On Sat, Dec 2, 2017 at 12:08 AM, Bill Schmidt
<wschm...@linux.vnet.ibm.com> wrote:
> Hi Will,
>
>> On Dec 1, 2017, at 3:43 PM, Will Schmidt <will_schm...@vnet.ibm.com> wrote:
>>
>> On Fri, 2017-12-01 at 18:46 +0100, Richard Biener wrote:
>>> On December 1, 2017 6:22:21 PM GMT+01:00, Will Schmidt 
>>> <will_schm...@vnet.ibm.com> wrote:
>>>> Hi,
>>>> Add support for folding of vec_msum in GIMPLE.
>>>>
>>>> This uses the DOT_PROD_EXPR gimple op, which is sensitive to type
>>>> mismatches:
>>>>     error: type mismatch in dot product reduction
>>>>     __vector signed int
>>>>     __vector signed char
>>>>     __vector unsigned char
>>>>     D.2798 = DOT_PROD_EXPR <vsc2, vuc3, vsi2>;
>>>> So for those cases with a signed/unsigned mismatch in the arguments,
>>>> this
>>>> converts those arguments to their signed type.
>>>>
>>>> This also adds a define_expand for sdot_prodv16qi.
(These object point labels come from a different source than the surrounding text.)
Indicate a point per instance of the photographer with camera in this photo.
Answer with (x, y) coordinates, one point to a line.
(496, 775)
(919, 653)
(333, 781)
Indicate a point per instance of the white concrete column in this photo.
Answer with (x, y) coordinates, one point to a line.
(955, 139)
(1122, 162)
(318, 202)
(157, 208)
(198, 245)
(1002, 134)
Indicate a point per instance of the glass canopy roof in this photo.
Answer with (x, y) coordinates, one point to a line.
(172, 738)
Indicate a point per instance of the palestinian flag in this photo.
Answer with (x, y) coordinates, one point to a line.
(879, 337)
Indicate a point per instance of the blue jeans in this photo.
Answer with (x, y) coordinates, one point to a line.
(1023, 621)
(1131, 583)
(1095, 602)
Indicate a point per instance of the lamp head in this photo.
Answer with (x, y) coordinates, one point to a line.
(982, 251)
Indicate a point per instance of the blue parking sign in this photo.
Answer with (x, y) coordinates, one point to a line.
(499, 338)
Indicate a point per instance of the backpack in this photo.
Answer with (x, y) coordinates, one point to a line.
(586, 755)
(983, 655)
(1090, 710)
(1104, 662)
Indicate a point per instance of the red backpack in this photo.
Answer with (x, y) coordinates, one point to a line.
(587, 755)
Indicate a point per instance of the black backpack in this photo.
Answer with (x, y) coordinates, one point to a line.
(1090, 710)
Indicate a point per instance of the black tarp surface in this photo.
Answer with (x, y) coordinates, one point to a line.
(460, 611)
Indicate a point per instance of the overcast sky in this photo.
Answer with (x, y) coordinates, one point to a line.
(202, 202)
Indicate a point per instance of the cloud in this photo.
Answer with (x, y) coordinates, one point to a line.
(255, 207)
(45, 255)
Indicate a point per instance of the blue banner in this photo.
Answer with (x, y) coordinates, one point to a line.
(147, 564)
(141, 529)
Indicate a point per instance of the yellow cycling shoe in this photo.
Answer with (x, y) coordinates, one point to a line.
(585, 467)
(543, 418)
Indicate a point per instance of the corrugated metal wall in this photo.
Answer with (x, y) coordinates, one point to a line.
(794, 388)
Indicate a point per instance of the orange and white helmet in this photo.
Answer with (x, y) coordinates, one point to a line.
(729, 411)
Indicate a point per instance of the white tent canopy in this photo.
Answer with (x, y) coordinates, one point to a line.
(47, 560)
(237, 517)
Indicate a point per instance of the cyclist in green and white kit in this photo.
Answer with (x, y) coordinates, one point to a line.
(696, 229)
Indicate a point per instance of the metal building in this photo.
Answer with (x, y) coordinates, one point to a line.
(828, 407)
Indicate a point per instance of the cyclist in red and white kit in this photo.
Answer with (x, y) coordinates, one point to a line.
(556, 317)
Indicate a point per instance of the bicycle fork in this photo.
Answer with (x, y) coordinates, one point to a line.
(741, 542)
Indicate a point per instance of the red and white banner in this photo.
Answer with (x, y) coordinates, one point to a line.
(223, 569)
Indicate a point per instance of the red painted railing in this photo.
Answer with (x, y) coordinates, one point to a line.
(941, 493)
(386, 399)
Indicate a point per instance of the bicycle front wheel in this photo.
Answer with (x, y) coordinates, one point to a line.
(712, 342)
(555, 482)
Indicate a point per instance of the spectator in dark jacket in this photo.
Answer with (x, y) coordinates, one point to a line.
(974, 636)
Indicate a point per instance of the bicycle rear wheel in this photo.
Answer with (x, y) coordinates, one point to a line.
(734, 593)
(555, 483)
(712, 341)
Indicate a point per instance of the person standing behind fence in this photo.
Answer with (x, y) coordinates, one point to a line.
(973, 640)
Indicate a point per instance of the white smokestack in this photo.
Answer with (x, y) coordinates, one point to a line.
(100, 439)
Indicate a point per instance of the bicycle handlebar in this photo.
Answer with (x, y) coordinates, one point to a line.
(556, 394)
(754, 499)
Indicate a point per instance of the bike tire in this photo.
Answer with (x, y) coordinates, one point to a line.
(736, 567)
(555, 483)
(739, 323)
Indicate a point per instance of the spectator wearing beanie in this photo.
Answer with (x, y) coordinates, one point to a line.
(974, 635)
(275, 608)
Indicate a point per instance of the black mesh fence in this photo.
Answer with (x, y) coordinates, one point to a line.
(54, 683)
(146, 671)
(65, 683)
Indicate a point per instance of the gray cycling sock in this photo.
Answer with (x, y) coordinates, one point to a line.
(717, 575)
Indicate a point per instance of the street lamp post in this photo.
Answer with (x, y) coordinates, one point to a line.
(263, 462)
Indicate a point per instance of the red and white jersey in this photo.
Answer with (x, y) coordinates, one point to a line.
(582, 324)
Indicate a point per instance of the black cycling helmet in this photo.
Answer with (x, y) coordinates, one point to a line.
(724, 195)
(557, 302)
This is based on a
>>>> similar
>>>> existing entry.
>>>>
>>>> Testing coverage is handled by the existing
>>>> gcc.target/powerpc/fold-vec-msum*.c tests.
>>>>
>>>> Sniff-tests have passed on P8.  full regtests currently running on
>>>> other assorted
>>>> power systems.
>>>> OK for trunk with successful results?
>>>
>>> Note DOT_PROD_EXPR is only useful when the result is reduced to a scalar 
>>> later and the reduction order is irrelevant.
>>>
>>> This is because GIMPLE doesn't specify whether the reduction reduces 
>>> odd/even or high/low lanes of the argument vectors.  Does vec_msum specify 
>>> that?
>>
>> Not that I see, but there may be an implied intent here that just isn't
>> obvious to me.   I'll defer to ... someone. :-)
>>
>>> That said, it exists as a 'hack' for the vectorizer and isn't otherwise 
>>> useful for GIMPLE.
>>
>> OK.  With that in mind, should I just try to split this out into
>> separate multiply and add steps?
>
> No.  The semantics of vec_msum are very specific and can't be accurately 
> represented in GIMPLE.  This one should be left as a call until expand.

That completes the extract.